Miguel Hernández (esto sí lo escribió) nació con mala luna. Se le murió Sijé, se le murió un hijo de un año, murió él sin casi conocer al otro. Murió sufriendo, enfermo, pasando frío.

Aunque nos cubre un sol de invierno, hace frío en el patio. Lo han replantado con las flores que aparecen en los poemas de Miguel. Saluda la higuera centenaria. "Volverás a mi huerto y a mi higuera: por los altos andamios de las flores pajareará tu alma colmenera".
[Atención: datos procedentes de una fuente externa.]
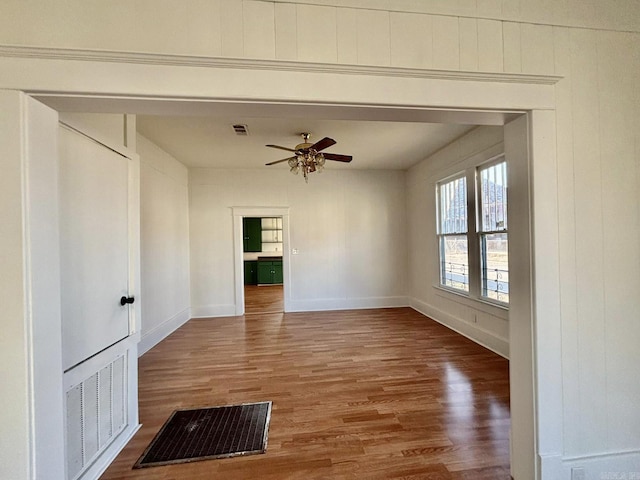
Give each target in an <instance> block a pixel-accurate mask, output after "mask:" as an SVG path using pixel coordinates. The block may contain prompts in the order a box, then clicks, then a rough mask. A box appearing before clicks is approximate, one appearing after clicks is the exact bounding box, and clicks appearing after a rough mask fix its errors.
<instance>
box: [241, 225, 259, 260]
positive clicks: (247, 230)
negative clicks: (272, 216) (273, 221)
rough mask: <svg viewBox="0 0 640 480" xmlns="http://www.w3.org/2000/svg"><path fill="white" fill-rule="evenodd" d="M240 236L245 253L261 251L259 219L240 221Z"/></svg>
mask: <svg viewBox="0 0 640 480" xmlns="http://www.w3.org/2000/svg"><path fill="white" fill-rule="evenodd" d="M242 236H243V237H242V238H243V246H244V251H245V252H261V251H262V225H261V221H260V219H259V218H253V217H246V218H243V219H242Z"/></svg>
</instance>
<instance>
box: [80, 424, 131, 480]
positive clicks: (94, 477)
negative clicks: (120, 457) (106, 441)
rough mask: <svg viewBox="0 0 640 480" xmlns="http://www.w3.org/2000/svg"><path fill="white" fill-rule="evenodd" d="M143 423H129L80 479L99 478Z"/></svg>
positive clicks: (84, 479)
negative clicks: (135, 424)
mask: <svg viewBox="0 0 640 480" xmlns="http://www.w3.org/2000/svg"><path fill="white" fill-rule="evenodd" d="M140 427H142V424H141V423H138V424H136V425H129V426H128V427H127V428H126V429H125V430H123V432H122V433H121V434H120V435H118V437H117V438H116V439H115V440H114V441H113V442H112V443H111V445H109V447H107V449H106V450H105V451H104V453H103V454H102V455H100V456H99V457H98V458H97V459H96V461H95V462H94V463H93V464H92V465H91V466H90V467H89V468H88V469H87V470H85V472H84V473H83V474H82V475H81V476H80V477H79V478H78V480H98V479H99V478H100V476H102V474H103V473H104V472H105V471H106V470H107V468H109V465H111V463H113V461H114V460H115V459H116V457H117V456H118V455H119V454H120V452H121V451H122V450H123V449H124V447H125V446H126V445H127V443H129V441H130V440H131V439H132V438H133V436H134V435H135V434H136V432H137V431H138V430H140Z"/></svg>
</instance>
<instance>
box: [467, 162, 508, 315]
mask: <svg viewBox="0 0 640 480" xmlns="http://www.w3.org/2000/svg"><path fill="white" fill-rule="evenodd" d="M501 163H504V164H505V170H506V171H505V178H504V180H505V182H506V188H507V189H508V186H509V185H508V168H509V165H508V164H507V160H506V158H505V156H504V154H501V155H498V156H496V157H494V158H492V159H490V160H487V161H486V162H482V163H481V164H479V165H478V166H477V167H476V168H475V170H476V174H475V177H476V178H475V189H476V204H475V205H476V209H475V213H476V226H477V228H476V233H477V242H478V251H479V256H480V270H479V273H480V289H479V292H478V294H479V296H480V298H481V299H482V300H483V301H487V302H491V303H497V304H499V305H503V306H507V305H509V301H508V297H509V290H508V285H509V281H508V279H509V267H508V266H507V270H506V271H503V273H506V281H503V282H499V281H497V282H496V283H497V285H498V287H499V286H500V283H503V284H504V283H506V285H507V287H506V288H507V290H506V292H507V293H506V297H507V300H501V299H500V298H492V297H490V296H489V295H488V294H485V293H486V292H487V288H486V282H487V280H486V279H485V275H484V269H485V265H484V264H485V262H486V258H485V252H484V246H483V244H484V241H485V240H484V239H485V237H486V236H487V235H493V234H505V235H507V242H508V241H509V240H508V238H509V231H508V227H509V220H508V219H509V212H508V208H509V207H508V205H509V203H508V201H506V202H505V205H506V208H505V209H504V212H503V215H504V218H505V220H506V226H505V228H502V229H494V230H484V225H483V219H482V215H483V211H482V210H483V205H482V178H481V172H482V171H483V170H487V169H489V168H491V167H493V166H495V165H499V164H501ZM507 191H508V190H507ZM505 200H506V199H505ZM491 291H494V290H491ZM496 291H497V290H496Z"/></svg>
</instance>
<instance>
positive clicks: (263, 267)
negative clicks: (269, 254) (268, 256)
mask: <svg viewBox="0 0 640 480" xmlns="http://www.w3.org/2000/svg"><path fill="white" fill-rule="evenodd" d="M282 281H283V275H282V259H281V258H278V259H276V260H271V259H264V258H259V259H258V283H259V284H261V285H268V284H278V283H282Z"/></svg>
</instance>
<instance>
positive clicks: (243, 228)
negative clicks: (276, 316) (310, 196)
mask: <svg viewBox="0 0 640 480" xmlns="http://www.w3.org/2000/svg"><path fill="white" fill-rule="evenodd" d="M282 232H283V229H282V217H281V216H280V217H243V219H242V247H243V262H244V269H243V271H244V313H245V315H251V314H259V313H282V312H284V275H283V268H282V246H283V242H282Z"/></svg>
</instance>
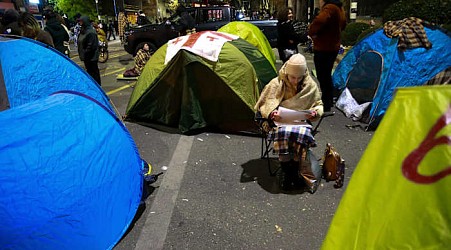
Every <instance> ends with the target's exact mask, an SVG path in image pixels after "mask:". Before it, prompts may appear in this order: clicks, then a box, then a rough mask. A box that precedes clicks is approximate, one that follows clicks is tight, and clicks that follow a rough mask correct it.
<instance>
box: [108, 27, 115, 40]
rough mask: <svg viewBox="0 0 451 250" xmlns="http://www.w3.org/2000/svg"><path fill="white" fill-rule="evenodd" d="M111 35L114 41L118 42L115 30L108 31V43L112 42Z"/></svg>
mask: <svg viewBox="0 0 451 250" xmlns="http://www.w3.org/2000/svg"><path fill="white" fill-rule="evenodd" d="M111 35H113V39H114V40H116V35H114V30H113V31H108V41H109V40H110V38H111Z"/></svg>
El suelo es de una especie de barro rojo. Ha llovido y el suelo está blando. Josefina guardó durante años, en un patio como este, los papeles de Miguel. Los escondió bajo tierra y, cuando llovía, miraba por la ventana preocupada. "Me llamo barro aunque Miguel me llame. Barro es mi profesión y mi destino que mancha con su lengua cuanto lame".

Recorremos el huerto, las cuadras. Miramos cada recoveco, cada hendidura en el suelo, cada agujero en la pared. Por allí anduvieron los libros de Miguel. ¿Y si todavía sobrevive alguno? ¿Cuántos papeles sobreviven debajo de esta tierra blanda y de barro que se llama Miguel aunque barro se llame?

Tengo que volver a Madrid por el mismo camino que Miguel Hernández. Seguro que por la carretera, por las vías del tren, también queda algo. Seguro que están alfombradas de los sueños, de los versos de memoria, del optimismo, de la vocación feliz, de escribir siempre, de los amigos de verdad. Cogemos una naranja y nos dejamos llevar en esa carretilla en la que Miguel cargaba a sus amigos.

Es extraño, todo es extraño aquí. Están muertos, pero oigo el rumor de su alegría.